If you work for Citibank Japan, we’re sad to hear that you’ll be spending a month sitting in the corner with your head hung in shame. Starting July 15th, they’ve been ordered by the government to take a month off as penance for various indiscretions:
Japan’s financial regulator has ordered Citigroup to halt some of its businesses for a month and fundamentally improve its internal controls, after finding that the US group failed to implement sufficient measures aimed at preventing suspicious transactions, including money laundering.
This is the Financial Services Agency’s second penalty against the US bank in the past five years.

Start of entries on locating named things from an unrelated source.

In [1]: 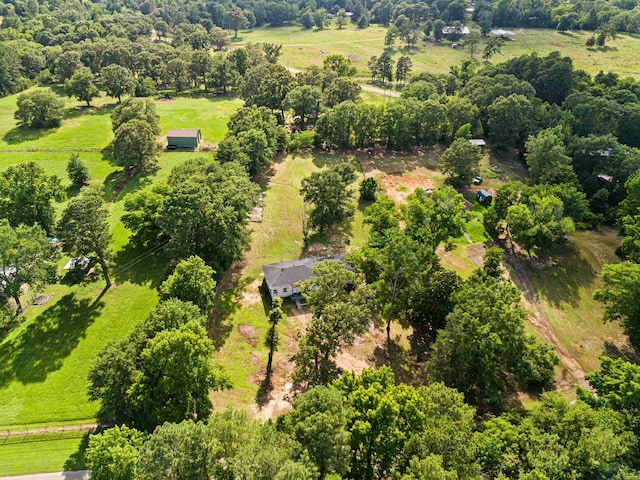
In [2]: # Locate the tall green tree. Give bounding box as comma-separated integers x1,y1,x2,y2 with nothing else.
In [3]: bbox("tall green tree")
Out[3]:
113,118,160,172
67,153,91,187
14,90,64,128
428,274,557,412
56,188,112,288
487,94,535,149
100,64,136,103
524,126,577,183
284,85,322,128
482,37,504,62
64,67,100,107
0,162,64,233
438,138,482,187
264,298,284,384
86,425,144,480
300,169,354,232
157,158,258,272
0,219,57,311
160,255,216,314
593,262,640,347
111,97,160,135
293,260,374,387
282,386,351,479
131,321,230,430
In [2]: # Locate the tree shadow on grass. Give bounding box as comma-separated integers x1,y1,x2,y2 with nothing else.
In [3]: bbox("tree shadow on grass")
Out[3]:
526,246,596,307
111,243,169,289
207,262,250,350
2,127,58,145
0,291,104,387
373,337,424,386
62,432,93,470
602,341,640,364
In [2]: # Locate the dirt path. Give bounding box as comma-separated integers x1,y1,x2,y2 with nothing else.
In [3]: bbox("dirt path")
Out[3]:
0,148,112,153
284,66,400,98
504,248,593,391
0,423,98,438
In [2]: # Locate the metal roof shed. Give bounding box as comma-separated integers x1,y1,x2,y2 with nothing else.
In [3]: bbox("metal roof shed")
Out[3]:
167,128,202,148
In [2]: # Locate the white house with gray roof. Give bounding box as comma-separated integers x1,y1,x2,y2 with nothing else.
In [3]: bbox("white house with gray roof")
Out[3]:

The FSA ordered Citi to halt the marketing of all financial products to retail customers for a month beginning July 15.
Citi was also ordered to revamp its governance structure and internal controls and has said it would submit a business improvement plan to Japan’s financial regulator.
Chief among Citi’s transgressions was the failure to update a money-laundering database in the last five years, which means that while Jimmy Hoffa couldn’t have recently run funds through there, presumably Bernie Madoff or his associates could have until a few days ago. The penalty is pretty much just a shake-of-the-finger scolding, as it has no impact on institutional clients or anyone seeking to do business with Citi. Just… on their marketing. Vikram Bandit, may Godzilla smite all your billboards.


Ian // Jun 26, 2009 at 2:43 pm
This is an awesome penalty. I like it.
Organizational level “you’re clearly working too hard, son. Why don’t you take some time off and reflect on the error of your ways.”